Gölge varlığı imler, esas olan gölgedir
çünkü, sanılanın aksine haz gölgenin derinindedir, aşk ve iman gölgeye dairdir,
savaşta sallanan kılıç gölgeye sallanmaktadır, aşık bir beyhude gölgeye
meftundur, sahnenin esası gölgedir, oyun gölgenin içinde oynanır.

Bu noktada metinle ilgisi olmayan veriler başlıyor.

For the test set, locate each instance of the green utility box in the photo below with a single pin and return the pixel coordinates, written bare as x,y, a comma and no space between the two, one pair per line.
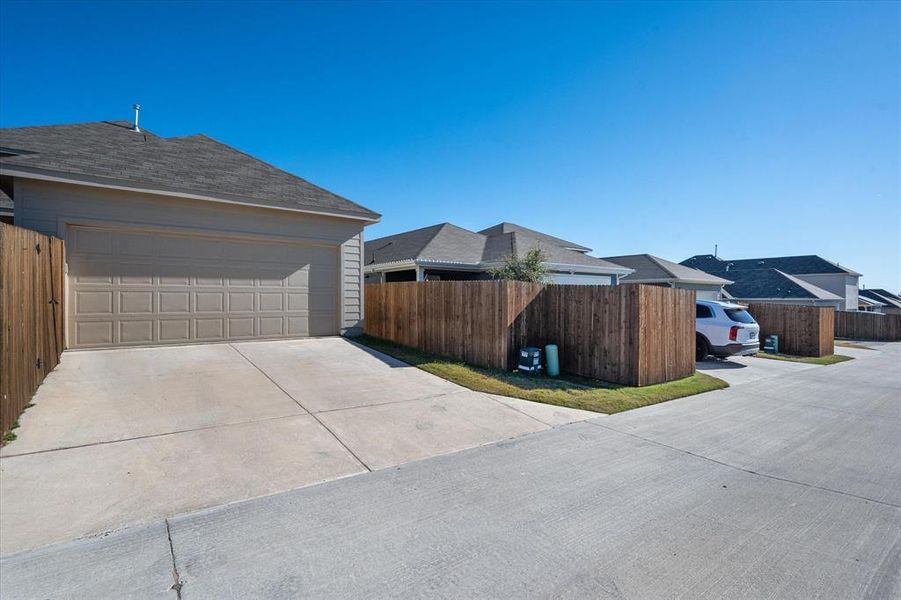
530,360
553,361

Bir zemin
olarak meta, vücud, temel olarak bu büyük, büyülü gölgenin dansı içindir.
Çıktın madem sahneye, kahramanca veya korkakça, mümince yada münkirce, ayık ya da
ayyaş, her ne oynayacaksan oyna oyununu, bir iz bırak bu derin/sonsuz zaman
nehrine, insanın kendini var kılma çabasına bir kutsal kelime ekle, yeniden bir
varolma imkanı yarat, küçük de olsa bir şavkıma bırak ardından, kayan bir
yıldızınki kadar olsun bir gölge bırak ardından, sahnede kısacık bir an olsun
bir gölge parlasın seni imleyen.
Derviş salınıp duruyor sahnede, zikrin
süreğen ve ritmik tekrarı sarsıyor seyirciyi, biraz meczupça olduğunu kabul
etmeliyiz evet, ama düş olmazssa gerçeğin yükünü nasıl omuzlayabilir ki insan.
Daha da ötesi, gerçek diye üzerinde gezindiğimiz başı sonu belli geometrik
meta, belli belirsiz, flu düşten daha mı gerçek? Bir cin düğünü gibi, bütün
sınırları vücudların belli belirsiz, biraz dumanlı, renkler eleğimsağma, iç içe
geçmiş, akıl karıştırıcı biraz, tam da bu değilmidir oyun, uğruna orduların
ovaları kan gölüne çevirdiği sert gerçeğin şaşırtıcı zemini bu değil midir?